PDA 2024 makes two changes to the 'bar' for Judicial Review, to the “sufficient interest” and ‘leave’ requirements.
“Sufficient interest” and “Material effect”
An applicant will no longer have “sufficient interest” unless s/he is or may be directly or indirectly “materially affected by the matter” (s286(1), emphasis added). This requirement is mitigated by the fact that “sufficient interest' will be established where an applicant for Judicial Review has made a submission to the decision-maker “material” to a ground of challenge (s286(3)).
It is already routine for objectors to make submissions. It will become a requirement of good practice. The task for objectors will be to ensure that their submissions are “material” to (and thus facilitate) every likely ground of challenge in a possible Judicial Review. “The applicant has to put in the hard yards and think the case through...” (Humphreys J, FoIE v Government of Ireland [2023] IEHC 562 §87).
Overall, I do not consider that the apparent tightening of the requirement for “sufficient interest” is likely to significantly restrict application for Judicial Review to any significant extent.
The requirement for leave
Tightening the requirement for “sufficient interest” is, however, somewhat academic in the future filtering of applications for Judicial Review because the requirement for leave is being removed altogether (s280(4)).

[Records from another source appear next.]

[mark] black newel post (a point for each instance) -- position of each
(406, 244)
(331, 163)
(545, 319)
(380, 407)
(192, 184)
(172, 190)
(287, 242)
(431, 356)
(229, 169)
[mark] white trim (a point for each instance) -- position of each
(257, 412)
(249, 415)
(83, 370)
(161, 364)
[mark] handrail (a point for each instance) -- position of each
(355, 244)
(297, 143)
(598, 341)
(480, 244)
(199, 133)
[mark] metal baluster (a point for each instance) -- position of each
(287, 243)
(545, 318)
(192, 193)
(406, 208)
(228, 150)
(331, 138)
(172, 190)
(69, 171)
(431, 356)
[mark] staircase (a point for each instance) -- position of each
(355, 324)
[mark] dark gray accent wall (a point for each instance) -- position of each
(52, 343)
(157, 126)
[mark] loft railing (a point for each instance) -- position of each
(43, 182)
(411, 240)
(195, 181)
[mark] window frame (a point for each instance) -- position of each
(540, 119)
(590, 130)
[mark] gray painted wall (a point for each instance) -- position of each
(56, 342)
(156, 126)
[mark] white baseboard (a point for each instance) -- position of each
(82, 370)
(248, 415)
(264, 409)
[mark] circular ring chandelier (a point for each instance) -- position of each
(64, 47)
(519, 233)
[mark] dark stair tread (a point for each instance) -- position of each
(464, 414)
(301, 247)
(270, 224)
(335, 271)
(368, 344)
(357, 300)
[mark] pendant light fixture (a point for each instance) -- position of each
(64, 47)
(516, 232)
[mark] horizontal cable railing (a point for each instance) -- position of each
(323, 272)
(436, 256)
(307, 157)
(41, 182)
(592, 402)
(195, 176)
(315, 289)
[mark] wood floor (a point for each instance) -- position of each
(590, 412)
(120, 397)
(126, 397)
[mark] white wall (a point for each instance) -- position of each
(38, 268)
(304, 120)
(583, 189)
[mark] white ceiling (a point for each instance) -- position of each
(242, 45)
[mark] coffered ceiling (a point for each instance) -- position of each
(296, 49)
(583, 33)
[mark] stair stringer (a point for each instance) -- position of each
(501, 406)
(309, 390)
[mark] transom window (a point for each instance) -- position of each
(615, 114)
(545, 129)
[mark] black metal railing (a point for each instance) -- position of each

What will be the Likely Effect of the PDA 2024 Changes?
Arguably, the strength of argument presently required in order to secure leave is so low that removing its requirement will make no difference save to reduce delay and release judicial resource. What is more interesting is that another change introduced by PDA 2024 has not been made stronger.
By s283(1), any party to an application for Judicial Review will be able to apply to strike out an application on the basis that the;
applicant does not have sufficient interest
proceedings have not been brought in time
applicant failed to exhaust a available appeal procedure/other administrative remedy (see Mernagh v Wexford CC [2025] IEHC 306 §137/48)
grounds pleaded disclose no arguable case
The first three grounds reflect the basis upon which a party might presently apply for the Court to set aside a grant of leave. The last is more significant.
We should remind ourselves that at present an applicant is required to establish what PDA 2000 describes as “substantial grounds” in order to obtain the required leave to apply for Judicial Review. When Part 9 PDA 2024 is commenced, an applicant will not require leave at all. Instead another party to the proceedings will be able to apply for an order striking out the applicant's proceedings.